ShinyBeans · 09/01/2022 22:08

It's only been 2 weeks. I was in the same situation with my husband and the first time he got clean was "to make me happy". When he relapsed he said he didn't have a drug problem, he had a wife problem and that it was me making everyone miserable by making a big deal out of things.

I kicked him out like you did. You did the only right thing you can do in this situation. It's up to him to get clean, and it's up to you to take care of yourself and your children.

My husband went into self-destruct mode when he left. It looked like endless partying, but he knew he'd lost everything and didn't think he could get clean. It also took a while for him to accept that he did actually have a problem.

The kids and I barely saw him during that time.
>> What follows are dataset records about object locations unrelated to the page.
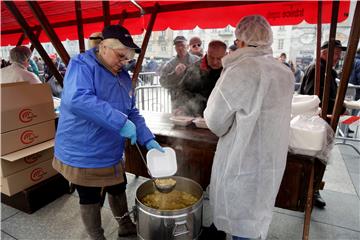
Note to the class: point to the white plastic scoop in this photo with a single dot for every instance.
(161, 182)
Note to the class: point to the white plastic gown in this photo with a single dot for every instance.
(249, 109)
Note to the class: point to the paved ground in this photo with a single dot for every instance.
(339, 220)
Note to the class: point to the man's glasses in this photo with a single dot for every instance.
(120, 56)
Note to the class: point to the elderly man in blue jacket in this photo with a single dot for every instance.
(97, 114)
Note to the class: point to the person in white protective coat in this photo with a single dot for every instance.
(249, 110)
(17, 71)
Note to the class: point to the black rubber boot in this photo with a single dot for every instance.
(91, 217)
(211, 233)
(118, 206)
(318, 200)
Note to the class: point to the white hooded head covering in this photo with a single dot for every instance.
(254, 30)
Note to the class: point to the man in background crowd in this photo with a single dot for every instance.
(195, 46)
(17, 71)
(58, 64)
(173, 72)
(201, 78)
(282, 59)
(355, 74)
(232, 48)
(307, 87)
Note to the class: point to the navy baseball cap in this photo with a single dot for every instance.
(179, 39)
(122, 34)
(325, 45)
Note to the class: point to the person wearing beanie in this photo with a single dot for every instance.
(173, 71)
(195, 46)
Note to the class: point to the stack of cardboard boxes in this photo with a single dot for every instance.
(27, 136)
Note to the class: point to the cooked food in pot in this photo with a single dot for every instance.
(165, 182)
(174, 200)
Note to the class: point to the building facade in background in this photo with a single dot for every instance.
(298, 42)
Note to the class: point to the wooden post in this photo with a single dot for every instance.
(38, 32)
(144, 46)
(318, 46)
(329, 61)
(21, 39)
(26, 28)
(347, 67)
(45, 24)
(123, 17)
(80, 26)
(106, 13)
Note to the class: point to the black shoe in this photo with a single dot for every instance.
(318, 201)
(211, 233)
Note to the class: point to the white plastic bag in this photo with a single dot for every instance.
(311, 136)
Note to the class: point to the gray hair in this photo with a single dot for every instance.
(254, 30)
(217, 44)
(20, 54)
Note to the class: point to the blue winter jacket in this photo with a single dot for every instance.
(95, 105)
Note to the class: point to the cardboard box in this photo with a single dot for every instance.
(37, 196)
(25, 158)
(25, 137)
(19, 181)
(24, 104)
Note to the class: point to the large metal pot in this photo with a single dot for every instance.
(154, 224)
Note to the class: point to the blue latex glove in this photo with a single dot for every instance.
(154, 144)
(129, 131)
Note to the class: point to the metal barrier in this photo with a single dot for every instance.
(148, 78)
(153, 98)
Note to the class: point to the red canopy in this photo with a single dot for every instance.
(177, 15)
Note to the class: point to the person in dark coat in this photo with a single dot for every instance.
(355, 74)
(200, 79)
(307, 87)
(307, 84)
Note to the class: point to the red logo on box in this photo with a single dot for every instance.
(28, 137)
(37, 174)
(26, 115)
(32, 158)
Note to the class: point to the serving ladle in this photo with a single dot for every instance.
(158, 183)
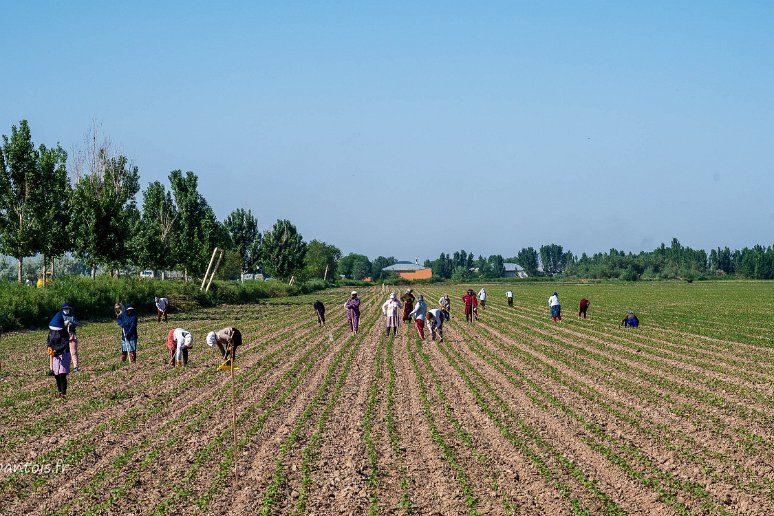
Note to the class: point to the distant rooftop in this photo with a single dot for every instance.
(404, 267)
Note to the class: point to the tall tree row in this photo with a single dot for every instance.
(97, 219)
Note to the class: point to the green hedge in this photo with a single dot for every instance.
(24, 306)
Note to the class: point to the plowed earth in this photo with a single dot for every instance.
(511, 414)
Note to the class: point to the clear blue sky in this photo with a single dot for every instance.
(411, 128)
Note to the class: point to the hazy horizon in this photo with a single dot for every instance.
(410, 130)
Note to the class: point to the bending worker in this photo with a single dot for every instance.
(179, 341)
(227, 340)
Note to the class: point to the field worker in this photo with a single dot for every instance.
(418, 313)
(445, 304)
(71, 324)
(319, 308)
(556, 308)
(179, 341)
(126, 319)
(408, 304)
(225, 338)
(353, 311)
(435, 318)
(391, 310)
(162, 303)
(471, 305)
(582, 307)
(482, 297)
(630, 320)
(58, 347)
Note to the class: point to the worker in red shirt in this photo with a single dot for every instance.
(582, 307)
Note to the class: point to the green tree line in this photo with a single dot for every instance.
(91, 213)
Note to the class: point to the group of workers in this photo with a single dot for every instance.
(408, 307)
(62, 341)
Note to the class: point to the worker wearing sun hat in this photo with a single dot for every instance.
(179, 341)
(408, 304)
(225, 339)
(353, 311)
(71, 324)
(57, 345)
(556, 308)
(390, 309)
(126, 319)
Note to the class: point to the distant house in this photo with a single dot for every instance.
(514, 270)
(410, 271)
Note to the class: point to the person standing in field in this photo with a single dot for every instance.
(227, 340)
(58, 347)
(391, 310)
(435, 318)
(471, 305)
(408, 304)
(353, 311)
(556, 308)
(126, 319)
(319, 309)
(418, 313)
(582, 307)
(71, 323)
(630, 321)
(179, 341)
(445, 304)
(162, 303)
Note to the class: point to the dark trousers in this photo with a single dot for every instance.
(173, 352)
(224, 351)
(61, 383)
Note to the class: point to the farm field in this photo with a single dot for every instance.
(511, 414)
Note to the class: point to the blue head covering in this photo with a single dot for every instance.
(57, 321)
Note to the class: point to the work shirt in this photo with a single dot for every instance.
(179, 336)
(419, 312)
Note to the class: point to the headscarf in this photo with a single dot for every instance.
(57, 322)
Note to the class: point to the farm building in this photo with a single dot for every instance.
(514, 270)
(410, 271)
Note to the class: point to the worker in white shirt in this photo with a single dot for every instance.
(556, 308)
(179, 341)
(162, 303)
(435, 319)
(482, 297)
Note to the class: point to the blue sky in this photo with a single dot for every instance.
(409, 129)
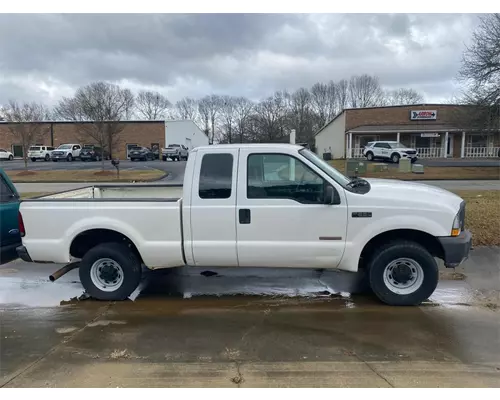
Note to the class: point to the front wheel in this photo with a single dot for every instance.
(110, 271)
(403, 273)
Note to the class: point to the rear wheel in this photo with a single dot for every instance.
(110, 271)
(403, 273)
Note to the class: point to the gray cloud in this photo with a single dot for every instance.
(45, 56)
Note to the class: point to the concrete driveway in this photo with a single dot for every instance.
(249, 328)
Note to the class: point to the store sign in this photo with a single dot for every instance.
(429, 135)
(423, 114)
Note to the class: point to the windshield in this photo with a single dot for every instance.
(397, 145)
(325, 167)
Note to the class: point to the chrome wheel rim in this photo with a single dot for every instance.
(106, 274)
(403, 276)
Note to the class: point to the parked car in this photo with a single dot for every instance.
(176, 152)
(390, 230)
(10, 237)
(141, 153)
(93, 153)
(40, 153)
(6, 155)
(68, 152)
(393, 151)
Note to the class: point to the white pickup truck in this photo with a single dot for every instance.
(269, 205)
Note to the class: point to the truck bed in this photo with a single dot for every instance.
(117, 192)
(148, 215)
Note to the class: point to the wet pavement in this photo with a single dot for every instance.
(248, 328)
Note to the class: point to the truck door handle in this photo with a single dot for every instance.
(244, 215)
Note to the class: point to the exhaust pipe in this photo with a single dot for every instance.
(64, 270)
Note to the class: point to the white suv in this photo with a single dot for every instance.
(393, 151)
(66, 152)
(40, 153)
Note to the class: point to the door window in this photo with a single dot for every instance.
(216, 176)
(280, 176)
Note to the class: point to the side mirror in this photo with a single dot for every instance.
(331, 196)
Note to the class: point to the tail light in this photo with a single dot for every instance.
(22, 230)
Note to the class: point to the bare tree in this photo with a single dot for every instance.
(480, 73)
(152, 105)
(228, 117)
(100, 107)
(342, 91)
(27, 123)
(365, 91)
(270, 119)
(187, 108)
(403, 96)
(212, 105)
(243, 109)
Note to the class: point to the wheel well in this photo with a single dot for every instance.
(91, 238)
(424, 239)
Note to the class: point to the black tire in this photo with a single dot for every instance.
(383, 257)
(122, 255)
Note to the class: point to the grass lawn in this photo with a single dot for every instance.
(482, 215)
(430, 173)
(88, 175)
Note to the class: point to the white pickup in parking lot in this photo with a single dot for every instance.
(266, 205)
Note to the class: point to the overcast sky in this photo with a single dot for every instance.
(46, 56)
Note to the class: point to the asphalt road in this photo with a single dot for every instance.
(249, 328)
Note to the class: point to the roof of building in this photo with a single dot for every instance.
(404, 128)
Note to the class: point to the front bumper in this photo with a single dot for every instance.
(22, 252)
(456, 248)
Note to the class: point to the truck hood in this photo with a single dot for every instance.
(395, 192)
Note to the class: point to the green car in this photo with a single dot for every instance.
(10, 238)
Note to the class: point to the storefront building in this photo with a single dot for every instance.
(432, 129)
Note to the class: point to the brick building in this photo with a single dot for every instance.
(141, 133)
(434, 130)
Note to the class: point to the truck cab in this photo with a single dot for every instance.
(10, 237)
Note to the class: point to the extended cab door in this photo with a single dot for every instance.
(282, 218)
(212, 209)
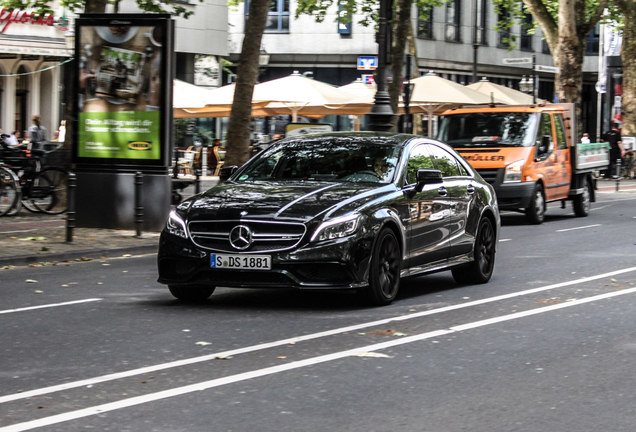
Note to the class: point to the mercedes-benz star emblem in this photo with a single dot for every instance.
(241, 237)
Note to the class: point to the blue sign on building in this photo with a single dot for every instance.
(367, 63)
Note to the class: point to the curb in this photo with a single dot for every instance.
(74, 255)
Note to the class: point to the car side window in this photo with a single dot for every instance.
(445, 162)
(560, 129)
(420, 157)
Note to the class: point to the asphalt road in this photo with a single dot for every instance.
(547, 345)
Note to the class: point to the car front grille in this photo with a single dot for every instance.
(267, 236)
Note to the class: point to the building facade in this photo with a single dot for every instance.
(446, 41)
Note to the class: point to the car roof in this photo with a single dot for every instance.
(356, 137)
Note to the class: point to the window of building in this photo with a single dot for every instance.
(278, 17)
(425, 25)
(592, 41)
(481, 33)
(526, 37)
(453, 21)
(503, 36)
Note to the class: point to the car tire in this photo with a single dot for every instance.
(191, 293)
(384, 274)
(535, 213)
(480, 270)
(583, 202)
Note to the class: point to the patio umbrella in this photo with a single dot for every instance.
(298, 95)
(207, 102)
(504, 94)
(433, 95)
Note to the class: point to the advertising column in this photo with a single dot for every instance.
(123, 116)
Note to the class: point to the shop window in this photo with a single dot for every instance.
(425, 23)
(481, 22)
(503, 36)
(526, 37)
(453, 21)
(592, 41)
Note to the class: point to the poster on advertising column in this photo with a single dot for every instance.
(124, 89)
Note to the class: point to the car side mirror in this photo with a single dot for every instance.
(427, 176)
(226, 172)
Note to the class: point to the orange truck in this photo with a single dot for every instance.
(530, 154)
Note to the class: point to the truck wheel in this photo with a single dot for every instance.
(535, 213)
(191, 293)
(583, 202)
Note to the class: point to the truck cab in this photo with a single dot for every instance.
(528, 153)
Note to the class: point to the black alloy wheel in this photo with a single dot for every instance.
(583, 202)
(535, 213)
(191, 293)
(480, 270)
(384, 274)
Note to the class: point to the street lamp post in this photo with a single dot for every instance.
(381, 113)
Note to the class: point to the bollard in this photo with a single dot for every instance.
(70, 212)
(139, 209)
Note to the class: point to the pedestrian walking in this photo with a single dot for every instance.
(37, 132)
(613, 137)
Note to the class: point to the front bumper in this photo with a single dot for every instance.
(337, 264)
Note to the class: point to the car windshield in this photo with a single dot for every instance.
(480, 129)
(324, 160)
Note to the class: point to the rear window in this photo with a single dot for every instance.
(488, 129)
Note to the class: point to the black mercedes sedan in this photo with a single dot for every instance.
(354, 210)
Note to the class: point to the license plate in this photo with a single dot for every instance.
(244, 262)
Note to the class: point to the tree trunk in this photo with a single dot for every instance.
(628, 57)
(401, 25)
(238, 136)
(568, 55)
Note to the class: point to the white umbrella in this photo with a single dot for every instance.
(298, 95)
(503, 94)
(433, 95)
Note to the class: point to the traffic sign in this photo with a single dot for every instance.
(368, 63)
(551, 69)
(520, 60)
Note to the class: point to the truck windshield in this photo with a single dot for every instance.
(485, 129)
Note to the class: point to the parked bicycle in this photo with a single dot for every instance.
(41, 189)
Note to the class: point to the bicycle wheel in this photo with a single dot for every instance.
(9, 191)
(49, 190)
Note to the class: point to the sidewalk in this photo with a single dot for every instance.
(31, 238)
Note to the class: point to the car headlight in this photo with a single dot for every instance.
(337, 228)
(513, 172)
(176, 225)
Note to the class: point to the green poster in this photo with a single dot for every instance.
(121, 135)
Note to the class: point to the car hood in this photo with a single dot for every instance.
(282, 200)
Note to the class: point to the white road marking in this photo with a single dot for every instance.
(293, 340)
(139, 400)
(572, 229)
(47, 306)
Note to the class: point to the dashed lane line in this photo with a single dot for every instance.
(48, 306)
(296, 339)
(218, 382)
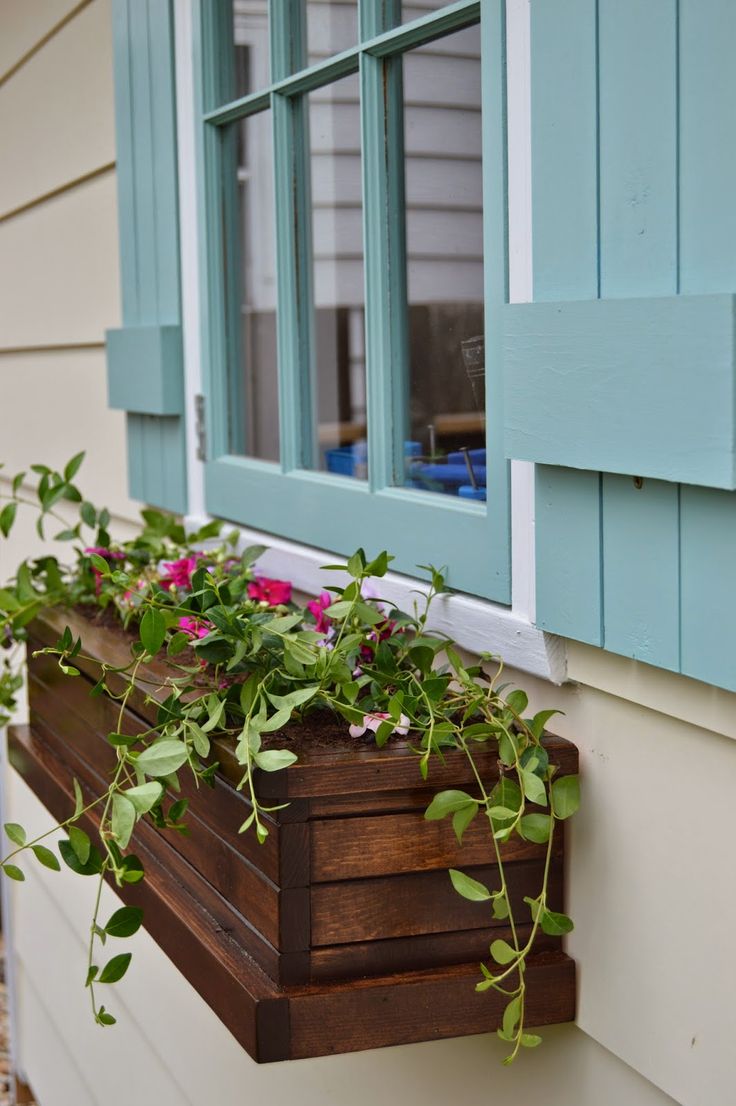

It was a very difficult time. You're now a single parent, you're worrying about your ex, and there's no one to take the kids at the weekend or talk to when your ex is a drug addict. I felt very alone. My children were also struggling with their dad suddenly disappearing.

You're allowed to feel angry and sad. It isn't fair and it's not the life you'd wanted, but this is how it is. He may or may not get into recovery, but that's on him. Not you. You have no control there.

What you can control is getting support for your children through school, and support for yourself. Make some changes and fresh starts. I gave my house a makeover. I reached out to friends and discovered sadly that many had had just as hard a time of things, they just hadn't said anything.

Act on the things that you CAN control.